X = df.loc[:, feat_columns]
y = df['Label']
weight = df['Weight']
(
    X_train,
    X_test,
    y_train,
    y_test,
    weight_train,
    weight_test,
) = train_test_split(
    X.to_numpy(),
    (y == "s").to_numpy(),
    weight.to_numpy(),
    test_size=0.33,
    random_state=42
)

In [5]:
def ams(s, b):
    """
    Approximate median significance, as defined in Higgs Kaggle challenge

    The number 10, added to the background yield, is a regularization term to decrease the variance of the AMS.
    """
    return np.sqrt(2 * ((s + b + 10) * np.log(1 + s / (b + 10)) - s))

In [6]:
sumw = df.groupby("Label").Weight.sum()
nsig_tot = sumw["s"]
nbkg_tot = sumw["b"]

In [7]:
class_weight = np.array([
    len(y_train) / weight_train[y_train==0].sum(),
    len(y_train) / weight_train[y_train==1].sum(),
])


In [8]:
model_gbc_weighted = HistGradientBoostingClassifier(class_weight={0.0:class_weight[0], 1.0:class_weight[1]})
model_gbc_weighted.fit(X_train, y_train, sample_weight=weight_train)
model_gbc_weighted.score(X_test, y_test, sample_weight=weight_test)

0.8372740002551992

In [10]:
p_test_weighted = model_gbc_weighted.predict_proba(X_test)[:,1]
roc_gbc_weighted = roc_curve(y_test, p_test_weighted, sample_weight=weight_test)

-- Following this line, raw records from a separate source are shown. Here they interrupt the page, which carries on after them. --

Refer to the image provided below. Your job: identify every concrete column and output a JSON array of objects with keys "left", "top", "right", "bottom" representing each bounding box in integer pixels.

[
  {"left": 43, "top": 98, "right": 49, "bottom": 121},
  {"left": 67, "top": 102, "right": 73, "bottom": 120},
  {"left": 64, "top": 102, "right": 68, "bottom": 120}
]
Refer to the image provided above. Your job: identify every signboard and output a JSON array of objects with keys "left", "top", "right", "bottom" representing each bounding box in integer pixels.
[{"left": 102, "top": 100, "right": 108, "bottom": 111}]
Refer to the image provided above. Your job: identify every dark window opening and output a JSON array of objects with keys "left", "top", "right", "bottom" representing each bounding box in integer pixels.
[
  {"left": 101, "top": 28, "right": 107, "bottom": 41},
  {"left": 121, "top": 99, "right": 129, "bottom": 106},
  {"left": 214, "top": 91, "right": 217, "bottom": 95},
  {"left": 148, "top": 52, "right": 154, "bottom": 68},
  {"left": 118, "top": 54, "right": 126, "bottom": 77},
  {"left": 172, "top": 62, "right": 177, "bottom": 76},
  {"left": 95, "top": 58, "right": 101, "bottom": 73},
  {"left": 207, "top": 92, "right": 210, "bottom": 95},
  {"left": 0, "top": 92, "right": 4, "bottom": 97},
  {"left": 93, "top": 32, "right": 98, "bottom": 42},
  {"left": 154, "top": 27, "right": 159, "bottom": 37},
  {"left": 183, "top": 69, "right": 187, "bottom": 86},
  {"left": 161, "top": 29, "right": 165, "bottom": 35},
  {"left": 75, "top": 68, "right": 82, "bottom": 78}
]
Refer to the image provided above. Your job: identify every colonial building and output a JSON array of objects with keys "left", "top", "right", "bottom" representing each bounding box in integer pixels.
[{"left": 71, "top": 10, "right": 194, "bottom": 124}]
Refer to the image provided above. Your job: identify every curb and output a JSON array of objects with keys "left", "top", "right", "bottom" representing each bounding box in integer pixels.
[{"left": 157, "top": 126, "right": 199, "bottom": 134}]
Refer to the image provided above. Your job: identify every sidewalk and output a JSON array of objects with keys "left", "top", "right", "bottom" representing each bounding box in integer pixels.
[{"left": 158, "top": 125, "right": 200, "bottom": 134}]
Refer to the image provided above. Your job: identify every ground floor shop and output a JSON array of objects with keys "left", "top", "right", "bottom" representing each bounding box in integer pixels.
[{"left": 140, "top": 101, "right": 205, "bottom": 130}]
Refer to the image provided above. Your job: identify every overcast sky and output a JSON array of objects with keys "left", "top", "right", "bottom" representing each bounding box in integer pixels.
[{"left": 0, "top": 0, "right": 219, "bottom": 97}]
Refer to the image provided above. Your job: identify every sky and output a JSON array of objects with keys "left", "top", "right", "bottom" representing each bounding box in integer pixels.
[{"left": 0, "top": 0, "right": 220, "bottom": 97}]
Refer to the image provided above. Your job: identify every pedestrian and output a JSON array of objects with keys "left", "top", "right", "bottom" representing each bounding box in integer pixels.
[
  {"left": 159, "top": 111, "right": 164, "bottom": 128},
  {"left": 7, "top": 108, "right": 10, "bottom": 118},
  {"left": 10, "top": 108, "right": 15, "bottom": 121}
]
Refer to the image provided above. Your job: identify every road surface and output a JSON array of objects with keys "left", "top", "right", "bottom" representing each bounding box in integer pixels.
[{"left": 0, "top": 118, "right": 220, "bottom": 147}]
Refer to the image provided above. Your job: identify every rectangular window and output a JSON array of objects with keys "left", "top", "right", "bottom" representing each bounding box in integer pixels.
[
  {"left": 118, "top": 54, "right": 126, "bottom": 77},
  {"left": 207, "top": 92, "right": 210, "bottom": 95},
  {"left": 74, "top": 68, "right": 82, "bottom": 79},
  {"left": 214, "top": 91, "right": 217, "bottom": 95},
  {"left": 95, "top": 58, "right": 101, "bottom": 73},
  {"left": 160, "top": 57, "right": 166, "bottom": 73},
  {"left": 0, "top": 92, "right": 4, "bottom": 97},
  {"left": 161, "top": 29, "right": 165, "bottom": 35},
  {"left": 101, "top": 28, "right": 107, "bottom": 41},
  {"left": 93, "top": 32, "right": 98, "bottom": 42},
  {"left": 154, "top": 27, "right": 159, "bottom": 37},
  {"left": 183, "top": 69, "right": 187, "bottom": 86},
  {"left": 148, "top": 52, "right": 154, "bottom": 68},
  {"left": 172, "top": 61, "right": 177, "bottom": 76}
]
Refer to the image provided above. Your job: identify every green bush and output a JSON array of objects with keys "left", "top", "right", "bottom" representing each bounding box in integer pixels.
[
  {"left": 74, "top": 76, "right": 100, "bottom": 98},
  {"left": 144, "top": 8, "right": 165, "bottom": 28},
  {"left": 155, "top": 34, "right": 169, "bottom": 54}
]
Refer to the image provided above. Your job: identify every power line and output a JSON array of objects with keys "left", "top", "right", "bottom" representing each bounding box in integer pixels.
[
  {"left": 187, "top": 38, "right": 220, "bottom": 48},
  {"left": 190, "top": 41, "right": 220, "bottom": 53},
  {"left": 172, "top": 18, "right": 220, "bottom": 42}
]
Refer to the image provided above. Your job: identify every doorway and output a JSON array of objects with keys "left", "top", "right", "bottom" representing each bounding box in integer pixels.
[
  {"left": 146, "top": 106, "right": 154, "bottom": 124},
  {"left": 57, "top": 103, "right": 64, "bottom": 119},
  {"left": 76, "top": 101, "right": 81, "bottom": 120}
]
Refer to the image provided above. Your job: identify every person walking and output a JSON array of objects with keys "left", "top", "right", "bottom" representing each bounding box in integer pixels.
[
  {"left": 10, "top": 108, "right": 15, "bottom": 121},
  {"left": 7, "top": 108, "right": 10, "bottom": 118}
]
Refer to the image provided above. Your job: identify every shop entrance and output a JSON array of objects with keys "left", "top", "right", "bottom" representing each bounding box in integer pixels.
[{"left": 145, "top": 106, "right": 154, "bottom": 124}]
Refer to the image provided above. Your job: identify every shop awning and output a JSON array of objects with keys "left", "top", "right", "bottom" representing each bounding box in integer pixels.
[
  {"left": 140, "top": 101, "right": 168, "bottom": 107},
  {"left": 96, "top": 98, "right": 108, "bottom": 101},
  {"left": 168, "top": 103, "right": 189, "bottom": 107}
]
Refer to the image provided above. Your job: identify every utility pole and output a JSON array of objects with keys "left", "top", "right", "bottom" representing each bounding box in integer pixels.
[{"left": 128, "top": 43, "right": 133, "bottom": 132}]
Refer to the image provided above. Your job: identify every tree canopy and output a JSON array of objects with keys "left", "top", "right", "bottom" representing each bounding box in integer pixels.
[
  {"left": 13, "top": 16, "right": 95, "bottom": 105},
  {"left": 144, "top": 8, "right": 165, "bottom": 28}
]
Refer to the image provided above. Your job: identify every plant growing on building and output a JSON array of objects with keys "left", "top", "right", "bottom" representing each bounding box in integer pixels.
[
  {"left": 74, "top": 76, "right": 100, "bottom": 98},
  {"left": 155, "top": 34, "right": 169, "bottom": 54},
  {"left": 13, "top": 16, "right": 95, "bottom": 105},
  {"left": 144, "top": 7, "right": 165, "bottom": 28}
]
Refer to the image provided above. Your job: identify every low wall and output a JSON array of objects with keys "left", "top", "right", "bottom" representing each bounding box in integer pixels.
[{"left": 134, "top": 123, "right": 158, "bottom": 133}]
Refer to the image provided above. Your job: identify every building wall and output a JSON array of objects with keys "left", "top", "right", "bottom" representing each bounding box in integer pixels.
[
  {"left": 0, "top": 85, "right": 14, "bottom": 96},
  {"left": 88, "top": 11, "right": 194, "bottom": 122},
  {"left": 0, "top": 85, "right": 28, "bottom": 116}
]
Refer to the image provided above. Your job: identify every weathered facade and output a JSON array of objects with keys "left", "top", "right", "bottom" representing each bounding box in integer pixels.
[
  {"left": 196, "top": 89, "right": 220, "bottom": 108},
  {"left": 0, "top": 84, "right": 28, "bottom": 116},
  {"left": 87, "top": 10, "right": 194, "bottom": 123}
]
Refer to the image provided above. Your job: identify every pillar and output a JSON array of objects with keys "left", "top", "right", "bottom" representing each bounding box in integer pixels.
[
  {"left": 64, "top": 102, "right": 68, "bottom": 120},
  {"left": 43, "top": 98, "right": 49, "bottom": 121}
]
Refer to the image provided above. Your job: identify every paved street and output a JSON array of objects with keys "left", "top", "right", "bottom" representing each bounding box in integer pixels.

amsses = [ams(tpr*nsig_tot, fpr*nbkg_tot) for tpr, fpr in zip(roc_gbc_weighted[1], roc_gbc_weighted[0])]
max_ams = max(amsses)
max_thr = roc_gbc_weighted[2][amsses.index(max_ams)]
print(f"Maximum AMS of {max_ams:.3f} at a threshold of {max_thr:.3f}.")

Maximum AMS of 3.579 at a threshold of 0.947.